Chronic eosinophilic leukemia (CEL)

By demonstrating eosinophilia, cytomorphology represents a central role in the diagnosis of chronic eosinophilic leukemia (CEL). In addition, it can help to exclude differential diagnoses that may also cause eosinophilia.

For CEL, no specific immunophenotype has been described. Nevertheless, immunophenotyping is important for the exclusion of T cell-associated eosinophilia.

No specific chromosomal aberrations have been described for eosinophilic leukemia. However, chromosomal analysis may be important for clonality detection by demonstrating cytogenetic alterations, thereby allowing differentiation from idiopathic hypereosinophilic syndrome (HES). Various numerical and structural chromosomal alterations are found that have also been described for other myeloid neoplasms. These include, for example, trisomy 8, monosomy 7, an isochromosome 17q, 13q and 20q deletions, and alterations of chromosome 1. Complex karyotypes may also occur (Morsia et al. 2020).

In the diagnosis of CEL, FISH analysis is particularly used to exclude the presence of specific PDGFRA, PDGFRB, JAK2, and FGFR1 rearrangements, as well as the cryptic ETV6::ABL1 fusion. Due to the high number of partner genes, FISH analysis is more suitable than molecular genetics for excluding these rearrangements. Moreover, it can be used as a complementary method to classical chromosome analysis to answer specific questions.

Molecular genetics is used in the diagnosis of chronic eosinophilic leukemia (CEL) firstly to exclude other hematologic neoplasms. In this regard, screening for increased PDGFRA expression as surrogate for PDGFRA rearrangements, as well as detection for a FIP1L1::PDGFRA fusion transcript and the ETV6::ABL1 fusion, is performed to exclude the entity "myeloid/lymphoid neoplasms with eosinophilia and defining genetic rearrangements". On the other hand, the diagnosis of CEL requires the detection of clonality. The clonality detection of molecular genetic alterations allows the differentiation from an idiopathic hypereosinophilic syndrome (HES). For this purpose, analyses are performed for KIT p.D816V, JAK2 p.V617F, JAK2 exon 13, and STAT5B p.N642H mutations, which are mutated in 1% to 4% of cases with hypereosinophilia (WHO 2022).
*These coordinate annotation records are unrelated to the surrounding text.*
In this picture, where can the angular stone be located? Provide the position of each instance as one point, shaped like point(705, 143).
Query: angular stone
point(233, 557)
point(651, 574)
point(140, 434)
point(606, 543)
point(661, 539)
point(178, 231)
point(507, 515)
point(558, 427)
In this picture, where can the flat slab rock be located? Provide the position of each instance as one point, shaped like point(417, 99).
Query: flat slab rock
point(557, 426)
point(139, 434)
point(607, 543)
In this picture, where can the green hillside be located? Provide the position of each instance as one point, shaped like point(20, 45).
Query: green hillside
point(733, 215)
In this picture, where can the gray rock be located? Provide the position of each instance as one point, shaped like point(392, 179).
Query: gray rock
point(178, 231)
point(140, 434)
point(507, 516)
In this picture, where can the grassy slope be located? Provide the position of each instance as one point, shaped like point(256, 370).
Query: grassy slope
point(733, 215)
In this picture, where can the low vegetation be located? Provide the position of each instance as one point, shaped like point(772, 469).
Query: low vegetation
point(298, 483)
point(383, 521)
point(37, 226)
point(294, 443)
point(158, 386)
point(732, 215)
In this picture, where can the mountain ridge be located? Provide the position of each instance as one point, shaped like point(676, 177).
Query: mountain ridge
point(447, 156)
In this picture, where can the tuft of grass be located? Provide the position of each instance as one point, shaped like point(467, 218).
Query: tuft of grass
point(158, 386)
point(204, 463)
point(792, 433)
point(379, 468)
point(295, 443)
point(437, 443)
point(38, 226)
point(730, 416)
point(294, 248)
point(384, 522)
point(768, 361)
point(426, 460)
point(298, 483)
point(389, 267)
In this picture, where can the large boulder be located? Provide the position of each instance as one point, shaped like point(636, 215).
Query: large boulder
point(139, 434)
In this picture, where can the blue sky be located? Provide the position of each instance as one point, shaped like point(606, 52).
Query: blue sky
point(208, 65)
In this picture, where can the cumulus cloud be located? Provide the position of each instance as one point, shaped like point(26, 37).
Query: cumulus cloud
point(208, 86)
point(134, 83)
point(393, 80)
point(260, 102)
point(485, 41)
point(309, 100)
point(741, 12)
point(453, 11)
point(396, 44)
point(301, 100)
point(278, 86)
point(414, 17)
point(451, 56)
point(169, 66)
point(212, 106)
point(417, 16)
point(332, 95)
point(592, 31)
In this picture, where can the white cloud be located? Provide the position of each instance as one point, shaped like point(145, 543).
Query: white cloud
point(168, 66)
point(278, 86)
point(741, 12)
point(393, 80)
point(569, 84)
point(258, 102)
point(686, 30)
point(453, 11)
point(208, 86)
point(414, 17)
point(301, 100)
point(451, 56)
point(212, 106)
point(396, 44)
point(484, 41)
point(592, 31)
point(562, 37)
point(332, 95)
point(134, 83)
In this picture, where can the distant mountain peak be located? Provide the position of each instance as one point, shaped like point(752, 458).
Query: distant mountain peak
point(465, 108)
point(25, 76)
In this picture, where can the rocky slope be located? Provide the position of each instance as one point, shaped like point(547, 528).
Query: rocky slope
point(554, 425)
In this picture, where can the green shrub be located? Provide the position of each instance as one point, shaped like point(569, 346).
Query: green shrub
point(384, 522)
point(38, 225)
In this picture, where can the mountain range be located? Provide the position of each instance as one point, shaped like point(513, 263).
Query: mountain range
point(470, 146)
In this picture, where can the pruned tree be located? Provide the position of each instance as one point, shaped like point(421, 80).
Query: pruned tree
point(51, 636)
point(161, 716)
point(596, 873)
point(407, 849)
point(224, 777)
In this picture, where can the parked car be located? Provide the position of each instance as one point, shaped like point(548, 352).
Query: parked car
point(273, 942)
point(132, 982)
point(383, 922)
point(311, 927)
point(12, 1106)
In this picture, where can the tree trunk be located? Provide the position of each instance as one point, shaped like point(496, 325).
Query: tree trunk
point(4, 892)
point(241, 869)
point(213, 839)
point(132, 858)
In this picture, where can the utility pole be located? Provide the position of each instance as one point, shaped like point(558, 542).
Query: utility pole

If further clonality analysis is desired, next-generation sequencing would be desirable to examine a myeloid gene panel. Mutations described in CEL include mutations in the genes ASXL1, IDH1, IDH2, TP53, SRSF2, SH2B3, TET2, SETBP1, SF3B1, EZH2, CBL, and NF1 (Reiter & Gotlib 2017, Morsia et al. 2020). However, in the elderly, mutations can occur without association to hematologic neoplasia. If mutations with a mutational burden of ≥2% can be detected in genes typically mutated in myeloid neoplasms in the absence of signs of hematologic neoplasia and absence of cytopenia, clonal hematopoiesis of undetermined potential (CHIP in hematology) is present. The most commonly affected genes in this regard are TET2, ASXL1, and DNMT3A (Steensma 2018). Therefore, these genes should be critically considered for clonality detection in the diagnosis of chronic eosinophilic leukemia (WHO 2022).